Me mira un segundo, dubitativa, pero solo un segundo, después sus finos dedos empiezan a tocar Gaspard de la Nuit¹. Sus movimientos son ágiles y suaves, casi como si hubiera tocado esa pieza durante toda su vida.

Me permito cerrar los ojos, disfrutando de su habilidad. Pero mi mente no deja de pensar en cómo hacer para que ella acepte ser mía para la eternidad.

No sé cómo complacer a otra persona porque nunca he sentido la necesidad de hacerlo. Sé cómo complacerme a mí mismo, pero masturbarme no es nada comparado con el calor de otro cuerpo. Nunca lo sentí como algo primordial y, sin embargo, aquí estoy, deseando por primera vez a otra persona.

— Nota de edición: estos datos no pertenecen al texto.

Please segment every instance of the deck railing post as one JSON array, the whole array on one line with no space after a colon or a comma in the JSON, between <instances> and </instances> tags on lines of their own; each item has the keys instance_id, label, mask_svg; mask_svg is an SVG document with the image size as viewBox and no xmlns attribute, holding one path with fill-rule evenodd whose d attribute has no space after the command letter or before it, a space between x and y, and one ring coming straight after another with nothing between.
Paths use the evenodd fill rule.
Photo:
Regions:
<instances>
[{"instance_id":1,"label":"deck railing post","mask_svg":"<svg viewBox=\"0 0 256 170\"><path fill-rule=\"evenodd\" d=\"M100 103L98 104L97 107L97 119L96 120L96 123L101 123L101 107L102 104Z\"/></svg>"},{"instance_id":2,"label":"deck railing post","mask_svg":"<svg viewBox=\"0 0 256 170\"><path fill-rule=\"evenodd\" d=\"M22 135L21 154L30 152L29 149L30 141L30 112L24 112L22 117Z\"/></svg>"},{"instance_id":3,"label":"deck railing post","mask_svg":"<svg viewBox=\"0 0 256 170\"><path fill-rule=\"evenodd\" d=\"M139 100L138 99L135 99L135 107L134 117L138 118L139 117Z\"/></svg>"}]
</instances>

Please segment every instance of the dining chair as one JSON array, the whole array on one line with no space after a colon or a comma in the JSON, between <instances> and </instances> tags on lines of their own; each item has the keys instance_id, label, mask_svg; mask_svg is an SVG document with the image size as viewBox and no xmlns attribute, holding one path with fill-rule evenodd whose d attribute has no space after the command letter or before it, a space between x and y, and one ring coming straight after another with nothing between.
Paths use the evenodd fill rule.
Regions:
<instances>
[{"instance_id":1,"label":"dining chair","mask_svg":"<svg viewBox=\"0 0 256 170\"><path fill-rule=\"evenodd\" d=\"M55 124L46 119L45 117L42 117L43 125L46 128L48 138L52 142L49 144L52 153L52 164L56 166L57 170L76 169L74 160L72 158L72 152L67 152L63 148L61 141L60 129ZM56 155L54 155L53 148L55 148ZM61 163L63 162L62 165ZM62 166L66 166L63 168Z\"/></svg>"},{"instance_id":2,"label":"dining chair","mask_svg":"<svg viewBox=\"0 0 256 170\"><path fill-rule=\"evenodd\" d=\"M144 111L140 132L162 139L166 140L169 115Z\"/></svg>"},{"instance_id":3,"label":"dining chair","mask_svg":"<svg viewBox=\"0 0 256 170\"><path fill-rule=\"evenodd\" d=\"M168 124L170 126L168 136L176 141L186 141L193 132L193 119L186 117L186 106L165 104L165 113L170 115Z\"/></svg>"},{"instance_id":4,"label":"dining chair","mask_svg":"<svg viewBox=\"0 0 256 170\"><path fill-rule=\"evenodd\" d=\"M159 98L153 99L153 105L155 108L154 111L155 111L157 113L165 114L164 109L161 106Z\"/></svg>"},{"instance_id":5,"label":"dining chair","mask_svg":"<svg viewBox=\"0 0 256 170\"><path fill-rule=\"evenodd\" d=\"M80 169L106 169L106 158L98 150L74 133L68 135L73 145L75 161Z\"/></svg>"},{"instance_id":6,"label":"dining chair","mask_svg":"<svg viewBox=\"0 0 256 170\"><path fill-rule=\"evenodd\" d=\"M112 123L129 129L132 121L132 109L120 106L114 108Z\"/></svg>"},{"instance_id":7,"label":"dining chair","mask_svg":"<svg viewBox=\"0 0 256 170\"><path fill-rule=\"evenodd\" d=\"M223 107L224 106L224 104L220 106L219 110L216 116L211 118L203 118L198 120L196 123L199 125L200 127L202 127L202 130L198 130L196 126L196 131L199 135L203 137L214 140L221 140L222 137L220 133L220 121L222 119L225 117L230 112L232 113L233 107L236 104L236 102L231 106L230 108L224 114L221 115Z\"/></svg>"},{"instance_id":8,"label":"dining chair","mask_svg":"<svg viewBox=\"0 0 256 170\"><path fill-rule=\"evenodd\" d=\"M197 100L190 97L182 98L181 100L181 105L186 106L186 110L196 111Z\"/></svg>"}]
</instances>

Aprendí a no tener miedo desde temprana edad. Nunca temí a las armas o a matar, pero ahora estoy conociendo el temor, porque sé que una vez que obtenga un sí de ella, no voy a encontrar —ni querer— el camino de regreso.

Gianna Briochi será mi perdición y yo no puedo esperar para abrirle los brazos a mi final.

[*¹: "Gaspard de la Nuit" o "Garpard de la noche" es una pieza de piano particularmente complicada; es conocida por sus exigencias técnicas, sus ritmos complejos y la necesidad de precisión en la ejecución.]